Didier Ayres, La beauté comme propos

La beauté comme propos

image ci-dessus : W. Tur­ner, Lake Lucerne, 1841/44 

Exer­cer un dis­cours sur la vaste ques­tion du beau, sachant le sujet très com­menté, et en ne cher­chant pas un argu­men­taire hors des limites de ma propre expé­rience, je ne sai­si­rai donc que quelques aspects de cet ensemble concep­tuel, si varié et pro­fus. Je n’aborderai ici que ce que m’autorise le fil continu de ce que je suis en train de rédi­ger, au fil de la plume.
D’ailleurs, que sais-je du beau ? Quelles cer­ti­tudes sur la façon dont il se mani­feste ? Et même en répon­dant à peu près à ces inter­ro­ga­tions, com­ment cir­cons­crire mon appré­hen­sion de la beauté, sinon en fabri­quant ma propre esthé­tique, la science du beau. Et avec quoi ?

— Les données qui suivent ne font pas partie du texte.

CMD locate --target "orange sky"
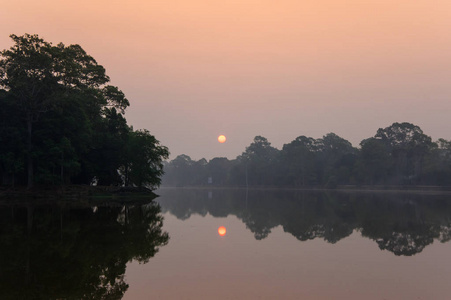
[0,0,451,159]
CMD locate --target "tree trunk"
[27,114,33,189]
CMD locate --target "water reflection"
[158,189,451,256]
[0,202,169,299]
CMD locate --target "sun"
[218,226,227,236]
[218,134,227,144]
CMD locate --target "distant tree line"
[163,123,451,188]
[0,34,169,187]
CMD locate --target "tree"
[239,136,279,185]
[0,34,167,188]
[359,138,392,185]
[281,136,318,186]
[120,130,169,188]
[374,122,432,183]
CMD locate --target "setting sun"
[218,226,226,236]
[218,135,226,144]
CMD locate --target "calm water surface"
[125,189,451,299]
[0,189,451,299]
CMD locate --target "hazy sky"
[0,0,451,160]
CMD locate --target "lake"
[0,189,451,299]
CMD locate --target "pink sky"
[0,0,451,159]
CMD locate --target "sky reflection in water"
[125,189,451,299]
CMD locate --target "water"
[125,190,451,299]
[0,189,451,299]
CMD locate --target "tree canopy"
[0,34,169,187]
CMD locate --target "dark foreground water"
[0,189,451,299]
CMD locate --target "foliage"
[163,123,451,188]
[0,34,168,187]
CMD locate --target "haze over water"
[125,189,451,299]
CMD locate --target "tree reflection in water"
[0,202,169,299]
[159,189,451,256]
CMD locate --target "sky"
[0,0,451,160]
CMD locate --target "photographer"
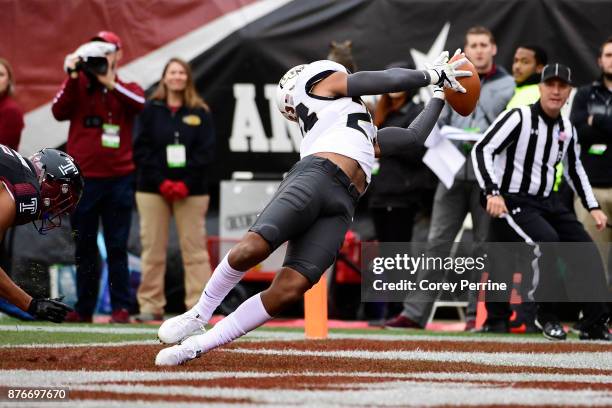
[52,31,144,323]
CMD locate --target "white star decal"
[410,22,450,103]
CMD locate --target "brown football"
[444,54,480,116]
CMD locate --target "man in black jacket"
[570,36,612,287]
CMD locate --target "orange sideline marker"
[304,273,327,339]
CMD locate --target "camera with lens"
[75,57,108,76]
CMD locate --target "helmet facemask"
[30,149,83,234]
[276,64,306,122]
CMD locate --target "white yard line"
[55,381,612,407]
[0,370,612,387]
[225,349,612,370]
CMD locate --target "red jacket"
[0,95,23,150]
[51,73,145,178]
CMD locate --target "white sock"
[191,251,244,323]
[191,293,272,353]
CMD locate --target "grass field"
[0,319,612,408]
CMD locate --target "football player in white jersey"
[155,50,471,365]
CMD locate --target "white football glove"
[431,85,446,101]
[74,41,117,60]
[426,48,472,93]
[64,53,79,73]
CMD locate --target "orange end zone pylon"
[304,273,327,339]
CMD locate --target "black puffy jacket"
[134,100,215,195]
[570,81,612,188]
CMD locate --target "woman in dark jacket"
[134,58,215,321]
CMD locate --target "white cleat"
[157,311,206,344]
[155,337,202,366]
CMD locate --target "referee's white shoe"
[157,310,206,344]
[155,336,202,366]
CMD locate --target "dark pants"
[370,203,419,242]
[486,195,607,325]
[71,175,134,316]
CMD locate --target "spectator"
[51,31,144,323]
[506,45,548,109]
[570,37,612,287]
[368,61,436,318]
[472,64,610,340]
[327,40,357,72]
[0,58,23,150]
[386,26,514,330]
[134,58,215,321]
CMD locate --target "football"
[444,54,480,116]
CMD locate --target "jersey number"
[295,103,319,134]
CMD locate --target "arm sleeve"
[570,88,612,147]
[185,111,215,190]
[377,98,444,155]
[112,80,145,113]
[0,109,24,150]
[472,109,521,194]
[51,74,82,121]
[346,68,430,97]
[563,128,599,210]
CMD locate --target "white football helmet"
[276,64,306,122]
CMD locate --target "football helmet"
[276,64,306,122]
[29,149,84,234]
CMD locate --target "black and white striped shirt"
[472,102,599,209]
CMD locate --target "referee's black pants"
[486,193,608,327]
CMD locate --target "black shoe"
[474,320,510,333]
[535,319,567,340]
[569,319,584,335]
[578,323,610,341]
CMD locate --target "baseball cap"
[91,31,121,49]
[540,63,572,85]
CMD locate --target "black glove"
[28,296,73,323]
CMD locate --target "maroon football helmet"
[29,149,84,234]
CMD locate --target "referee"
[472,64,610,340]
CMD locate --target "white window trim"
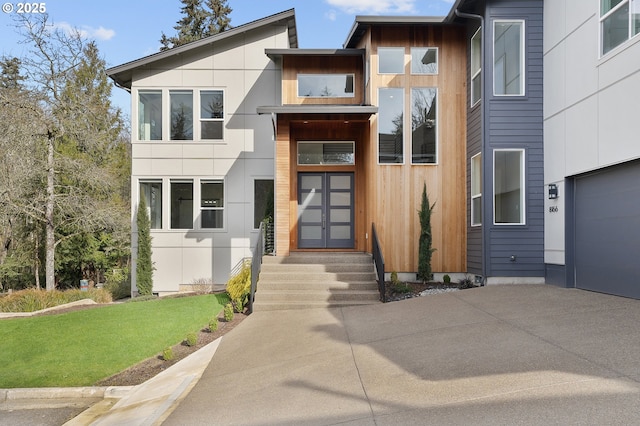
[409,86,440,166]
[496,148,527,226]
[199,87,227,143]
[296,140,357,167]
[201,177,228,232]
[491,19,527,98]
[376,87,407,166]
[469,27,484,108]
[469,152,482,227]
[254,176,276,232]
[296,72,356,99]
[409,46,440,75]
[377,46,407,75]
[598,0,640,58]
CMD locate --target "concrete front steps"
[253,252,380,311]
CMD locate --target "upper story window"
[470,28,482,106]
[493,149,525,225]
[200,90,224,140]
[138,90,162,141]
[411,47,438,74]
[298,74,355,98]
[600,0,640,55]
[493,20,525,96]
[411,87,438,164]
[378,47,404,74]
[169,90,193,141]
[137,89,225,141]
[378,88,404,164]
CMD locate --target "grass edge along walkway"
[0,294,228,389]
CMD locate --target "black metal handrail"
[371,223,387,303]
[249,222,265,313]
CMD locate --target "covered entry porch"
[258,105,377,256]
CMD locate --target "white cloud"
[53,22,116,40]
[326,0,416,14]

Écrire, par la variété des expres­sions, confine à une vision, une option, voire une opi­nion. Et com­ment par­ta­ger cette cer­ti­tude ? Ce que je dirais, se déduit de choses concrètes. Poé­ti­ser un texte ne se fait selon moi que grâce à un ou des élé­ments concrets, et la beauté reste dif­fi­cile à sai­sir dans un texte de phi­lo­so­phie par exemple (même s’il existe des excep­tions, bien sûr). Il s’agit sur­tout de rap­por­ter, de res­ti­tuer ce que l’on a vu. Et avec clarté. La beauté doit être claire, même si elle est téné­breuse, elle se conçoit dans la sim­pli­cité, sans pré­ju­gés.
Ainsi, écrire par trans­pa­rence, repro­duit l’objet esthé­tique que le poète ren­contre, ce qui est pour lui un agir, une action. Action qui en passe par une logique interne, un voca­bu­laire, et une appré­cia­tion de l’univers que cette simple méta­phore, cet oxy­more ou toutes autres figures de style, peut sai­sir, et que l’écrivain uti­lise pour par­ve­nir à ses fins. Le monde s’écrit, le poème est poème, monde de papier et pas uni­que­ment monde orga­nique. L’écriture l’élargit, ou le rétré­cit tel­le­ment qu’il en devient plus visible, obli­geant taci­te­ment à entrer dans une qua­dra­ture dif­fi­cile à esti­mer, celle du ciel poé­tique. Ainsi, expli­quer ne sert qu’à jus­ti­fier une impres­sion, mais rien au-delà.

D’ailleurs, pour­quoi cherche-t-on le beau ? Faut-il se jeter dès lors dans l’épais mas­sif du sublime ? Ces quelques lignes hâtives ne répon­dront pas. La qua­lité esthé­tique est telle, que la pen­ser, la défi­nir ne dit rien d’elle. Elle per­siste comme calque d’une inten­sité de la sen­sa­tion, sou­vent visuelle, et qui devient lit­té­ra­ture dis­crè­te­ment, et pousse le lec­teur dans sa psy­cho­lo­gie per­son­nelle du beau, dans sa pen­sée en quelque sorte de la chose esthé­tique, qu’il per­çoit comme vraie et cepen­dant défor­mée par le génie de l’auteur.
Il paraît ainsi que cette ren­contre avec la beauté, se fait quand même à l’insu de celui qui opère dans son champ d’action. Car il n’y a pas (heu­reu­se­ment !) de volonté du beau. Il s’essentialise, triomphe, règne par­fois sur l’esprit de l’artiste, mais rien ne l’explique. Le beau est mys­tère et comme mys­tère il n’existe que brûlé d’un feu, décou­vert, mis à nu.